On a tenté, à l’orée des temps coloniaux des 19ème et 20ème siècles, de penser l’Afrique à partir de l’opposition entre l’Afrique des forêts, savanes et campagnes, d’une part, et d’autre part, l’Afrique des villes dite occidentalisée ou moderne. La première était réputée obscure, impénétrable mystérieuse, travaillée par les croyances, mythes et rites des temps anciens, résolument vouée à la mort lente par abandon et décrépitude des ressources humaines qu’elle géra pendant des siècles. L’exode rural massif des populations africaines vers les villes, et notamment en ces villes, dans l’espace miséreux des bidonvilles semblait apporter comme une sanction fatale aux derniers défenseurs de l’âme noire. L’exode rural, la massification des populations dans les zones d’échanges entre le continent africain et l’économie-monde auraient, dans cette description manichéenne, achevé le rêve de repli de l’Afrique sur ses ombres.
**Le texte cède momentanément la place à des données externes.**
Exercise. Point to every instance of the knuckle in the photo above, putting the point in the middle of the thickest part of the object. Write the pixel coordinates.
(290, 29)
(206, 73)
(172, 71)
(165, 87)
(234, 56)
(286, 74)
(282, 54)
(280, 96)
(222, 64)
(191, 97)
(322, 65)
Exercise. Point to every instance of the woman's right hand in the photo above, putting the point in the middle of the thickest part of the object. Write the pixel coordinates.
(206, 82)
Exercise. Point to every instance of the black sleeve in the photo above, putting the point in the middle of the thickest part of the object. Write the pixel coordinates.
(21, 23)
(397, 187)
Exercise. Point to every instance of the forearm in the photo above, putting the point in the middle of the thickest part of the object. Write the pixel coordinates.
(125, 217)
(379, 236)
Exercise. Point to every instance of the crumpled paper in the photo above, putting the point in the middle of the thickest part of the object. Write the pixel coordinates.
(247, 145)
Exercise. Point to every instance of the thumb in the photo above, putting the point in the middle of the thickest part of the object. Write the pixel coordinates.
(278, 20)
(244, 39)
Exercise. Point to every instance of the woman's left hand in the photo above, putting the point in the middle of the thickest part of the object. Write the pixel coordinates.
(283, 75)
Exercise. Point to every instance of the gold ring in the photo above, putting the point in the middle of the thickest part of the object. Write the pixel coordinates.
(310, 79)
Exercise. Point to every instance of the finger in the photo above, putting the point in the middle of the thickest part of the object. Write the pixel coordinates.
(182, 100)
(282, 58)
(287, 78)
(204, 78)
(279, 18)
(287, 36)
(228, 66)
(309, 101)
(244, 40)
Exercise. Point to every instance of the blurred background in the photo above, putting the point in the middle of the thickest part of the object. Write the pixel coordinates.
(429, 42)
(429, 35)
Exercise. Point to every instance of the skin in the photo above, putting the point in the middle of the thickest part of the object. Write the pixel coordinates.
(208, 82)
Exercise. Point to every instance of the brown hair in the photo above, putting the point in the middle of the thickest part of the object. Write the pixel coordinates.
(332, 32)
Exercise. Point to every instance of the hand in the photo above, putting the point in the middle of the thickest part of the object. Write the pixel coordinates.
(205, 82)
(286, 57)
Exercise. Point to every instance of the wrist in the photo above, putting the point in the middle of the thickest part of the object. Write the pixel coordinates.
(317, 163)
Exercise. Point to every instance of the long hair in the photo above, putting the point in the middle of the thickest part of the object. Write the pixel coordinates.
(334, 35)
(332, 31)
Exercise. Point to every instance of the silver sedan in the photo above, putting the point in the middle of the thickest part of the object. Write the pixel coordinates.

La seconde Afrique, celle de la civilisation occidentalisée, était supposée conquérir « l’art de élier le bois ou bois » dont parle le célèbre roman de Cheikh  Hamidou Kane[2], la technoscience qui donnerait à l’Afrique une respectabilité géostratégique permettant aux peuples colonisés du continent noir de tutoyer à leur tour les cimes du monde. Pourtant, le mythe d’une Afrique citadine, technocratique, moderne dernier cri, a lui aussi crevé tel un ballon de baudruche sur les murs rugueux du réel. L’acquisition de la science et de la technique s’est accompagnée en Afrique de nouveaux gâchis en ressources naturelles et humaines, la guerre technologique s’industrialisant même à travers le continent, où le Dieu-Kalachnikov aura malheureusement fait de trop nombreux émules. Mises bien souvent au service d’élites davantage attachées à la jouissance de l’Avoir du Pouvoir qu’à l’émergence de l’Etre humain par le Devoir, les forces décuplées de la science et de la technique importées de l’Occident ou promues à travers les nouveaux génies africains endogènes, ces forces, dis-je, se sont hélas encore souvent retournées contre les beaux rêves des Africains eux-mêmes. Les utopies savoureuses des chants de l’indépendance-cha-cha se sont ainsi muées en cauchemars éveillés.

Qu’a-t-on depuis lors compris ? Que l’opposition entre tradition et modernité, posée en termes manichéens par la pensée binaire et hâtive des bâtisseurs amateurs de l’Afrique devait passer, non pas entre l’Afrique des campagnes et celle des villes, mais entre la pensée naïve et la pensée critique. Autrement, tout ce qui est traditionnel n’est a priori, ni bon, ni mauvais. De même pour ce qui est dit moderne. C’est par le projet que l’humain se donne qu’il dégage ses héritages et assume ses aventures. Loin donc de se contenter d’une opposition stérile entre traditions et modernités africaines, c’est à une composition critique de l’Afrique du passé avec celle de l’avenir que le présent bien compris nous appelle. La présence de l’humain à l’existence suppose une activité assumée de libre recréation projective, comme on le voit notamment dans la formidable souplesse des arts africains, tels par exemple que les analyse le professeur Yacouba Konaté[3] qui y voit la mise en œuvre de la plasticité anthropologique africaine elle-même.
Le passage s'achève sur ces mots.